Steamed Vegetables With Soba Noodles
- 1 bunch broccoli (if necessary, peel tough outer skin from stalks, cut into 2-inch spears)
- 2 large carrots (cut into diagonal slices about 1/4-inch thick)
- 1 red pepper, sliced
- 1 small head cauliflower (break into 1-inch florets)
- 8 ounces soba noodles, uncooked
Miso-Almond Sauce (see recipe of that title)
- 4 tablespoons light miso
- 5 tablespoons almond butter
- 3⁄4 cup boiling water
- Fill a medium-large pot with water and bring to a boil.
- Place a vegetable steamer over 1 inch of water in another pot; bring this to a boil also.
- Arrange vegetables in steamer and cover. Cook over medium heat.
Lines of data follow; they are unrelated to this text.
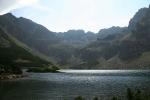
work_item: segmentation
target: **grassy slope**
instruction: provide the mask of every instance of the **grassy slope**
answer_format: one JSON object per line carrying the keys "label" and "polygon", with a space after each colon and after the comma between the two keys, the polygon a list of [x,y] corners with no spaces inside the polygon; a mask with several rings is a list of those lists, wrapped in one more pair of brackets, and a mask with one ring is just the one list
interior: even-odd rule
{"label": "grassy slope", "polygon": [[21,43],[16,43],[14,37],[6,34],[2,29],[0,29],[0,35],[3,40],[7,41],[7,46],[0,46],[0,64],[3,65],[17,65],[23,67],[33,67],[33,66],[43,66],[47,64],[52,64],[45,59],[36,56],[36,53],[33,55],[29,48],[23,48],[25,46]]}

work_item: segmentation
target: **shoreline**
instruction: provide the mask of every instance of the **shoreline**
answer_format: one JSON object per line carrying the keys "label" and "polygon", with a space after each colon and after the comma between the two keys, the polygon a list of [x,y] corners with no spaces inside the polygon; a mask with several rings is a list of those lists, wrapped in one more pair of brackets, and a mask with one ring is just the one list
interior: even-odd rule
{"label": "shoreline", "polygon": [[0,75],[0,80],[13,80],[13,79],[18,79],[22,78],[24,75],[22,74],[4,74]]}

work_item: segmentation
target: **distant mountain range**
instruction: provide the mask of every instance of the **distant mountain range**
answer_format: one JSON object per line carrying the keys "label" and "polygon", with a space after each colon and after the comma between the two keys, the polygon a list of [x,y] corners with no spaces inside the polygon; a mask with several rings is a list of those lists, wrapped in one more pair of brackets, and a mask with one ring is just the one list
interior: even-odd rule
{"label": "distant mountain range", "polygon": [[[43,64],[53,62],[61,68],[150,68],[150,8],[140,9],[128,27],[113,26],[98,33],[84,30],[52,32],[29,19],[16,18],[11,13],[0,16],[0,30],[0,51],[3,55],[0,63],[8,61],[9,52],[18,53],[13,51],[17,48],[22,50],[17,54],[20,56],[10,61],[31,62],[26,57],[27,53],[36,61],[38,59]],[[42,64],[36,61],[34,64]]]}

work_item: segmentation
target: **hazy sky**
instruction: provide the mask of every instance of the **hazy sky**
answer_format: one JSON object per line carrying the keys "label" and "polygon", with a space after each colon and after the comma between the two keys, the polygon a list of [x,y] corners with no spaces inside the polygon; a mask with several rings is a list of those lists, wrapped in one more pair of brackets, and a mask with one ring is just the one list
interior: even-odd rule
{"label": "hazy sky", "polygon": [[98,32],[111,26],[127,26],[139,8],[149,4],[150,0],[0,0],[0,14],[12,12],[51,31]]}

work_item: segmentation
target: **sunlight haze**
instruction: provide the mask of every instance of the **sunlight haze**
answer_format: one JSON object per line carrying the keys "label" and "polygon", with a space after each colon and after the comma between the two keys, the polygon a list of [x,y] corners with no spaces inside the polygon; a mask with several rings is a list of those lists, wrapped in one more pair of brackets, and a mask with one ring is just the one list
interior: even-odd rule
{"label": "sunlight haze", "polygon": [[[83,29],[98,32],[102,28],[127,26],[139,8],[148,7],[149,0],[1,0],[0,14],[12,12],[63,32]],[[4,10],[5,9],[5,10]]]}

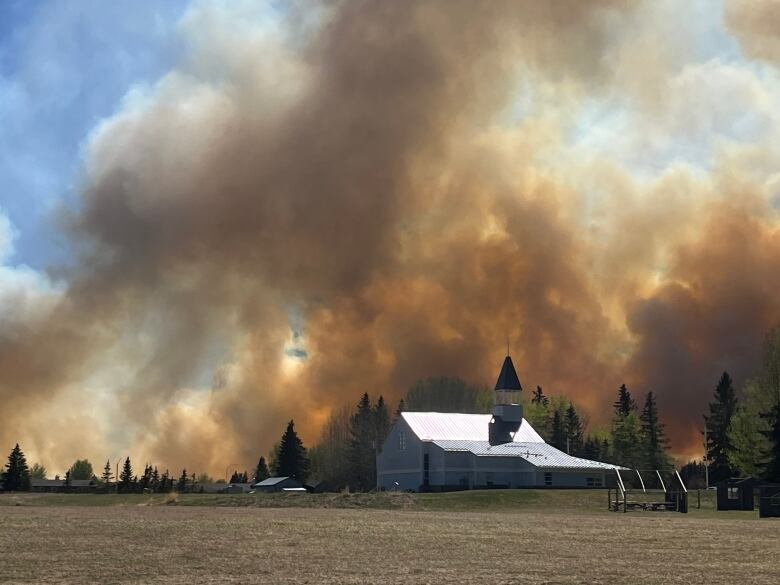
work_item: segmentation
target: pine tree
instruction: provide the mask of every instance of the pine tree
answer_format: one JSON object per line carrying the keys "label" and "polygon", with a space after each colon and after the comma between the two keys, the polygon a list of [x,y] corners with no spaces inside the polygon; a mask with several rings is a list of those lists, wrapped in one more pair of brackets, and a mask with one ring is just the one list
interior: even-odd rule
{"label": "pine tree", "polygon": [[397,421],[399,418],[401,418],[401,413],[406,411],[406,401],[401,398],[401,400],[398,401],[398,408],[395,409],[395,414],[393,414],[393,423]]}
{"label": "pine tree", "polygon": [[166,494],[170,492],[172,488],[173,483],[171,481],[171,474],[166,469],[165,473],[160,476],[160,487],[158,488],[158,491],[160,491],[160,493]]}
{"label": "pine tree", "polygon": [[571,455],[579,455],[582,451],[582,422],[574,404],[569,404],[566,409],[566,452]]}
{"label": "pine tree", "polygon": [[566,426],[558,409],[553,412],[550,423],[550,444],[556,449],[566,451]]}
{"label": "pine tree", "polygon": [[376,401],[376,407],[374,408],[374,427],[376,450],[378,452],[382,450],[387,434],[390,432],[390,413],[387,412],[385,399],[382,396]]}
{"label": "pine tree", "polygon": [[729,438],[729,428],[737,410],[737,396],[731,376],[724,372],[715,388],[715,400],[710,402],[707,423],[707,460],[710,482],[718,482],[734,475],[729,463],[729,453],[734,449]]}
{"label": "pine tree", "polygon": [[531,403],[538,404],[540,406],[547,406],[548,404],[550,404],[550,399],[544,395],[544,391],[542,390],[541,386],[537,386],[536,390],[534,390],[533,398],[531,398]]}
{"label": "pine tree", "polygon": [[[0,476],[2,473],[0,473]],[[46,479],[46,468],[40,463],[33,463],[30,468],[30,479]]]}
{"label": "pine tree", "polygon": [[669,441],[664,433],[664,425],[658,418],[658,405],[652,392],[647,393],[639,420],[642,422],[642,464],[648,469],[669,467],[671,462],[666,454]]}
{"label": "pine tree", "polygon": [[119,491],[123,494],[129,494],[134,491],[133,466],[130,463],[130,457],[125,459],[122,465],[122,472],[119,474]]}
{"label": "pine tree", "polygon": [[3,488],[8,492],[30,491],[30,469],[27,467],[27,458],[19,448],[19,443],[8,455],[8,463],[3,474]]}
{"label": "pine tree", "polygon": [[349,485],[355,490],[372,490],[376,487],[376,425],[368,393],[358,402],[349,432]]}
{"label": "pine tree", "polygon": [[767,463],[764,479],[780,483],[780,401],[764,417],[769,420],[769,430],[765,431],[765,436],[769,440],[769,448],[766,453]]}
{"label": "pine tree", "polygon": [[77,459],[70,466],[70,478],[71,479],[92,479],[95,472],[92,469],[92,464],[87,459]]}
{"label": "pine tree", "polygon": [[618,399],[613,404],[612,463],[636,468],[640,462],[639,419],[636,403],[623,384],[618,389]]}
{"label": "pine tree", "polygon": [[264,479],[268,479],[271,474],[268,471],[268,464],[265,462],[265,457],[260,457],[260,461],[257,462],[255,467],[255,475],[252,478],[253,483],[259,483]]}
{"label": "pine tree", "polygon": [[103,467],[103,475],[100,476],[100,481],[103,482],[104,486],[108,486],[112,479],[114,479],[114,474],[111,473],[111,461],[106,460],[106,465]]}
{"label": "pine tree", "polygon": [[287,423],[287,430],[279,443],[279,454],[274,461],[274,475],[277,477],[292,477],[305,483],[309,477],[309,458],[298,434],[295,432],[295,422]]}
{"label": "pine tree", "polygon": [[628,416],[636,410],[636,402],[631,398],[631,392],[628,391],[625,384],[618,388],[618,399],[612,404],[615,408],[615,414],[618,416]]}
{"label": "pine tree", "polygon": [[179,476],[179,481],[176,482],[176,491],[180,494],[183,494],[187,491],[187,484],[189,483],[189,480],[187,478],[187,470],[182,469],[181,475]]}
- About 3-4 minutes later, add the soba noodles to the boiling water in the first pot. Cover and turn heat to medium. The vegetables and the soba noodles should be done at about the same time (6-8 minutes after the noodles hit the water).
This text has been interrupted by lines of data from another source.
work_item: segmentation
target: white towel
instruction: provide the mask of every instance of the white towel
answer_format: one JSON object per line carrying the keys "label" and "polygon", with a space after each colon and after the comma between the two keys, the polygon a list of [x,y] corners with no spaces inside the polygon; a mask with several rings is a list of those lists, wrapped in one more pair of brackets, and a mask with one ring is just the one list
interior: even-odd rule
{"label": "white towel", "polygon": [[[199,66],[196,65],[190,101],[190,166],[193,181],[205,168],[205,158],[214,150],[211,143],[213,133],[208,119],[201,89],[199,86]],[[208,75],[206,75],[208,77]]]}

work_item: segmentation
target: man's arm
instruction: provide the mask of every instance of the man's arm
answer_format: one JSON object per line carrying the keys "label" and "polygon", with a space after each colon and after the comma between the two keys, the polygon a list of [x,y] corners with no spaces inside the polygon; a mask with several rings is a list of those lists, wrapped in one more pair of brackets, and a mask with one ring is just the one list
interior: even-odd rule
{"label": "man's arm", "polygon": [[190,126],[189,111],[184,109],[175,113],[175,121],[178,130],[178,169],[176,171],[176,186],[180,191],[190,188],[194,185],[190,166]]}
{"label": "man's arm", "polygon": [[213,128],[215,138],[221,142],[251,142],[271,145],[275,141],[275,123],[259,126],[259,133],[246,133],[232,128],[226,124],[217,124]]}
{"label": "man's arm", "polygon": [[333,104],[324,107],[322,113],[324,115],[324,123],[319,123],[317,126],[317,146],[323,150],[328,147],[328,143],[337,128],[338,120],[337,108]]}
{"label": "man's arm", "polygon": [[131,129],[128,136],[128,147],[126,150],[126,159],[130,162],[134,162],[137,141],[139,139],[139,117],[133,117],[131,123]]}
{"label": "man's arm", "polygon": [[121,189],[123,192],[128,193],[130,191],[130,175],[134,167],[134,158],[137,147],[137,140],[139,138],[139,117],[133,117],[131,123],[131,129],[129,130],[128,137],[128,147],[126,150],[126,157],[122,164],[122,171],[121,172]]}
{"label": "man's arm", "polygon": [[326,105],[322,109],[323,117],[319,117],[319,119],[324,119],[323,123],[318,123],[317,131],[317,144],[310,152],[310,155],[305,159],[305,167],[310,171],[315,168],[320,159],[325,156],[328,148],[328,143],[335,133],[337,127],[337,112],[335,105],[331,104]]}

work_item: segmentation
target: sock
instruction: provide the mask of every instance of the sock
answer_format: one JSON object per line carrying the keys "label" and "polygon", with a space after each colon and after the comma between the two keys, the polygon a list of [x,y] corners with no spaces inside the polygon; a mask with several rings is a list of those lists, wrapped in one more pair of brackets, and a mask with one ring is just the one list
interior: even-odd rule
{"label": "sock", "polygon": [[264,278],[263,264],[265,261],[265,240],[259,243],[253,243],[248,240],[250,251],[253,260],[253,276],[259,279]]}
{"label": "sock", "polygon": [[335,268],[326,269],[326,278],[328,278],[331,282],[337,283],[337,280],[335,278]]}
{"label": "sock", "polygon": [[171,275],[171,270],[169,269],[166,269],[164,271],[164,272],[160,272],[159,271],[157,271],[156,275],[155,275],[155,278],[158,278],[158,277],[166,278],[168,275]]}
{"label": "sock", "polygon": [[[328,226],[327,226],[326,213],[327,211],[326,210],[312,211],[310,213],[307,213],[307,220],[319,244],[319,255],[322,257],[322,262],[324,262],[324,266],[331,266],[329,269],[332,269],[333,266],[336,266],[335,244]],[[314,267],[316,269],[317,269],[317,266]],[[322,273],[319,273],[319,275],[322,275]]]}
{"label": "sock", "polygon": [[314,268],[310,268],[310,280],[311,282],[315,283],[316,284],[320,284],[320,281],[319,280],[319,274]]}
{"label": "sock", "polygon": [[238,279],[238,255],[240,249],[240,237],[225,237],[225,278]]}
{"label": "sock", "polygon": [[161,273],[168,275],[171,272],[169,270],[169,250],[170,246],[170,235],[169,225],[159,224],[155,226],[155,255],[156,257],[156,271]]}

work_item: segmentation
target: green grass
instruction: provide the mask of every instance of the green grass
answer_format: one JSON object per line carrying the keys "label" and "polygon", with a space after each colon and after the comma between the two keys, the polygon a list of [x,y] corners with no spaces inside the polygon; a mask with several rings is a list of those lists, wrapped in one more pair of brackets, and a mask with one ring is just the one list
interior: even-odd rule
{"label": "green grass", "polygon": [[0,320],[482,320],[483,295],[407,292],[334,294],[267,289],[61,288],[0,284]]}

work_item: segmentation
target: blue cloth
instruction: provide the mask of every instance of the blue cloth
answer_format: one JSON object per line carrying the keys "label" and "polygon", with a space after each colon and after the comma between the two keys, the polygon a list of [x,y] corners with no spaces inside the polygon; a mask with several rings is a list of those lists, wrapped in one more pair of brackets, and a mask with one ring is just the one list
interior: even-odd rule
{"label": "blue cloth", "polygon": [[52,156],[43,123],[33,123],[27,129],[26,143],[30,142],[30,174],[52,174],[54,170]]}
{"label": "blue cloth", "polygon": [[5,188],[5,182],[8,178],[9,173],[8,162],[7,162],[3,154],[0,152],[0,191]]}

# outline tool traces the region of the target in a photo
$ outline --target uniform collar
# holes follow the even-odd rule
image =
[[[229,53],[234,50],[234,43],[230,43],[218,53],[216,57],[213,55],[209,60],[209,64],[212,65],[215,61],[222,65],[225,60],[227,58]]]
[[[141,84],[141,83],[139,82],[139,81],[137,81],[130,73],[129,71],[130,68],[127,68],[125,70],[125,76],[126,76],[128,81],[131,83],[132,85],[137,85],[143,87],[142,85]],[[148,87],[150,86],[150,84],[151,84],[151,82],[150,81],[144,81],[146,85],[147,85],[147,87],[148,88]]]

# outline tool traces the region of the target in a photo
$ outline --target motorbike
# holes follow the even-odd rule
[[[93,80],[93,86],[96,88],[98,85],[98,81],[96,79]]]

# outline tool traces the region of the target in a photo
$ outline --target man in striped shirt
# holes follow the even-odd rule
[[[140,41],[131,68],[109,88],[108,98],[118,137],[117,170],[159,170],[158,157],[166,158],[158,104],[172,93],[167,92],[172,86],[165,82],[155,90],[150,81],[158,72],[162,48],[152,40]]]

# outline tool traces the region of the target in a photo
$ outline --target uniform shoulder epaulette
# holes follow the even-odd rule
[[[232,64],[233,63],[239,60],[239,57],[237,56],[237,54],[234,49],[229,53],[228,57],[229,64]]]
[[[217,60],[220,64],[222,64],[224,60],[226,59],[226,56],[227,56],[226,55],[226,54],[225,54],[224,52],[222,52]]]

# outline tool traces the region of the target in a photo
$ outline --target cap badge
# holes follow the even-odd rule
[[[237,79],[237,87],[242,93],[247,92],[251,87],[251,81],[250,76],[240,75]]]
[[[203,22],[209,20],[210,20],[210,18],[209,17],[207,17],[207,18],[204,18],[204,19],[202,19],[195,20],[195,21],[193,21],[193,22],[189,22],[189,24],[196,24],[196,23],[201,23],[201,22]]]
- Drain the noodles and add about 1/2 cup miso-almond sauce and mix.
- Serve vegetables on top of noodles and ladle additional sauce over the vegetables.
- Variations: Try using other vegetables, such as snow peas, zucchini, bok choy, green beans, asparagus, etc. Other sauces can also be used or simply top with tamari soy sauce and grated ginger.